In the United States, suicide is the 10th leading cause of death, according to the US Surgeon General and the National Action Alliance for Suicide Prevention.
In an attempt to combat this statistic, the government is introducing a national campaign strategy which includes social media and Facebook. Friends can report a suicidal comment that is posted by others to Facebook’s Report Suicidal Content link. The individual who posted the suicidal comment will receive an immediate email from Facebook encouraging them to call the National Suicide Prevention Lifeline (1-800-273-TALK).
The Westchester-Putnam area has experienced several deaths by suicide in recent years, leading to many community forums and discussions.
Youth may be at risk because of depression or other emotional challenges, impulsive behaviors, or alcohol and drug use. Loss, such as the break-up of a relationship, is sometime associated with suicidal thinking or action. Access to firearms and other weapons also increases risk. Recently, bullying has been identified as a risk factor for suicide. Some known risk factors include:
- A diagnosable mental illness, especially depression
- A prior suicide attempt
- A family history of mental disorder or substance abuse
- Having a substance use disorder
- Having been exposed to suicide or having a family history that includes suicide
- A history of family violence, including physical or sexual abuse
It is important to remember that many youth have these risk factors, but are not suicidal. Talking and listening to youth is the way to know is someone is at risk. Asking the question does not cause someone to consider suicide or to attempt suicide.
The following suggestions for talking with someone at risk of suicide are adapted from the National Suicide Prevention Lifeline and various prevention programs.
- Speak openly and honestly about your concern. Asking someone directly if they are considering suicide often provides relief.
- Be willing to listen with compassion and without judgment. Do not express shock or horror. It is important to listen.
- Do not try to persuade the individual that their situation is ‘not that bad’. You really don’t know what their experience is.
- Do offer to help find support and assistance. Often someone who is considering suicide just cannot see solutions to their problems. That doesn’t mean that solutions don’t exist.
- If you can, accompany the person to an Emergency Room, to a therapist, member of the clergy, or other support who can help.
- Do not promise secrecy.
- Remove means of suicide or separate the person from the means if you can do so safely. Do not put yourself in danger.
- After you’ve helped the individual connect with someone who can help, if possible, check in with them, remain involved and supportive.

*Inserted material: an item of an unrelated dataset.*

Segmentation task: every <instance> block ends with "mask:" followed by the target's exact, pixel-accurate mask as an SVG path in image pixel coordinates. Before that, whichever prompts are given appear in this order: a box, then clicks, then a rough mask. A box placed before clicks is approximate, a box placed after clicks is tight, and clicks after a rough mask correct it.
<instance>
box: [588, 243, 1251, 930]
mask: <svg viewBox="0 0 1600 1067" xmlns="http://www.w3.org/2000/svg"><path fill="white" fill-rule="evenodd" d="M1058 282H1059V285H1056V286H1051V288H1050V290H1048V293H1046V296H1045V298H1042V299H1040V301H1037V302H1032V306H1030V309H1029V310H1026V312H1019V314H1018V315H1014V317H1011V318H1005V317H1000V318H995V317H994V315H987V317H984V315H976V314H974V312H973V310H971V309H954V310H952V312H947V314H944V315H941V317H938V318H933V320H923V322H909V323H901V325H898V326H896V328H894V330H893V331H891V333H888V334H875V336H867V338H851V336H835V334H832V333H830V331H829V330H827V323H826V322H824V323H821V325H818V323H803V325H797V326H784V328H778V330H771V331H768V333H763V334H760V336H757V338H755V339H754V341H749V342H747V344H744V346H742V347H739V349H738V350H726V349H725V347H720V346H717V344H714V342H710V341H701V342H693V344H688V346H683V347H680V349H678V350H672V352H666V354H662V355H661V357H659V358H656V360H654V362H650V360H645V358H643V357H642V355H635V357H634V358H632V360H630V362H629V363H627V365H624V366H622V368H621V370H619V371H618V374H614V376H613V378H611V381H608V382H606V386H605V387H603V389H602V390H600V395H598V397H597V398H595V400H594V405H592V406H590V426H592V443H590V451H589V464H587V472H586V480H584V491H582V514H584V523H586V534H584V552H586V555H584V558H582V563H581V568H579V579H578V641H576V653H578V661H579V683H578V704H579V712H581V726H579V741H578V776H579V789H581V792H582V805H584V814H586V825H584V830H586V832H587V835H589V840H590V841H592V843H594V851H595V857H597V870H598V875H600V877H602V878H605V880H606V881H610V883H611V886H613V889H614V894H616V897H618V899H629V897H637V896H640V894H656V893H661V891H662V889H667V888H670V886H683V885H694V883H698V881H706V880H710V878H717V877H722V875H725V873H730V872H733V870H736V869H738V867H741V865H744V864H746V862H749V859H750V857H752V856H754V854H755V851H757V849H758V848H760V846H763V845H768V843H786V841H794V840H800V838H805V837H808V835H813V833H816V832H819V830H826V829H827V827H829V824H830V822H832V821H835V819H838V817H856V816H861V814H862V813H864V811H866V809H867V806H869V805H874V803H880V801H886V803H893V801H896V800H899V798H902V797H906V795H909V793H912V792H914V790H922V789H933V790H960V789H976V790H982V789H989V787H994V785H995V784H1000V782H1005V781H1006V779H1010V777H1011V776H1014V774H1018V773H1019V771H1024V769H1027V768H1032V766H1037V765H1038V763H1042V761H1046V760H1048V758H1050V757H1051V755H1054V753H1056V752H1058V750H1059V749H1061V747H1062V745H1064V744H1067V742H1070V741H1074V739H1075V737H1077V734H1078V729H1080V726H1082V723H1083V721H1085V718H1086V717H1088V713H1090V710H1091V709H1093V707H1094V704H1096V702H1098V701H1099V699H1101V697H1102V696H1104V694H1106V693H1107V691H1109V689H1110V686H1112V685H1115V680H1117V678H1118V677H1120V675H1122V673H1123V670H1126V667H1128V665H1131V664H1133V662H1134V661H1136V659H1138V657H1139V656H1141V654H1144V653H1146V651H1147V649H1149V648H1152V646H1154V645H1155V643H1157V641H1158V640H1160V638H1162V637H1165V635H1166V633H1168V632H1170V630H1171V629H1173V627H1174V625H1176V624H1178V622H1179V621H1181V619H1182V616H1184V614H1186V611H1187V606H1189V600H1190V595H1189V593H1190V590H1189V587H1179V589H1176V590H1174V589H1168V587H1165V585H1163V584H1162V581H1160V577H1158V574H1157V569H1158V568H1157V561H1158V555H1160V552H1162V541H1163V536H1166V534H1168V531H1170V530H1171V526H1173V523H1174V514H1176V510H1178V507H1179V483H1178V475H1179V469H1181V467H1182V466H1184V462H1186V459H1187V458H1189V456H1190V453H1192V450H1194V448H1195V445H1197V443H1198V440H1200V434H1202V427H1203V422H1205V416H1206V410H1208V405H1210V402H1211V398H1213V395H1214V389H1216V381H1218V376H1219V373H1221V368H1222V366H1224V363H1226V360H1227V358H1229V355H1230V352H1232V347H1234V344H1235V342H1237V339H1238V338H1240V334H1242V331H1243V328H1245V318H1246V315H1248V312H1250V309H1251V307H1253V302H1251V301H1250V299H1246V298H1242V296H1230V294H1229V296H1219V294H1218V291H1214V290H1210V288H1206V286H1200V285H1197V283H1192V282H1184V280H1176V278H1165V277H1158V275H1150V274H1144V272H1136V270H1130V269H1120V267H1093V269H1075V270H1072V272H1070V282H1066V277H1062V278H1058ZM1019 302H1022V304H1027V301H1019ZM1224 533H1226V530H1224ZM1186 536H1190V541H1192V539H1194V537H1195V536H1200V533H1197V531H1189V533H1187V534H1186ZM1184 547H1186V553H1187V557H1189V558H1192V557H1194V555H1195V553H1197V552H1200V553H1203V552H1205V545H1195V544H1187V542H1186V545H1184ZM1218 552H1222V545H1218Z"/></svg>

People who are considering suicide have often experienced a serious loss in their lives, or are living with stresses that they feel they can not tolerate any longer. While each person’s path toward considering suicide is unique, someone thinking of suicide may be thinking or feeling in any these ways:
- Problem has no solution- there is no way out
- There is no future
- Feel worthless
- Feel others would be better off without them
- Can’t stop the pain
- Can’t make the sadness go away
- Can’t think clearly or make decisions
- Can’t sleep, eat or work
- Can’t seem to get control
- Can’t talk about it
If you experience these feelings, get help! If someone you know exhibits these symptoms, offer help!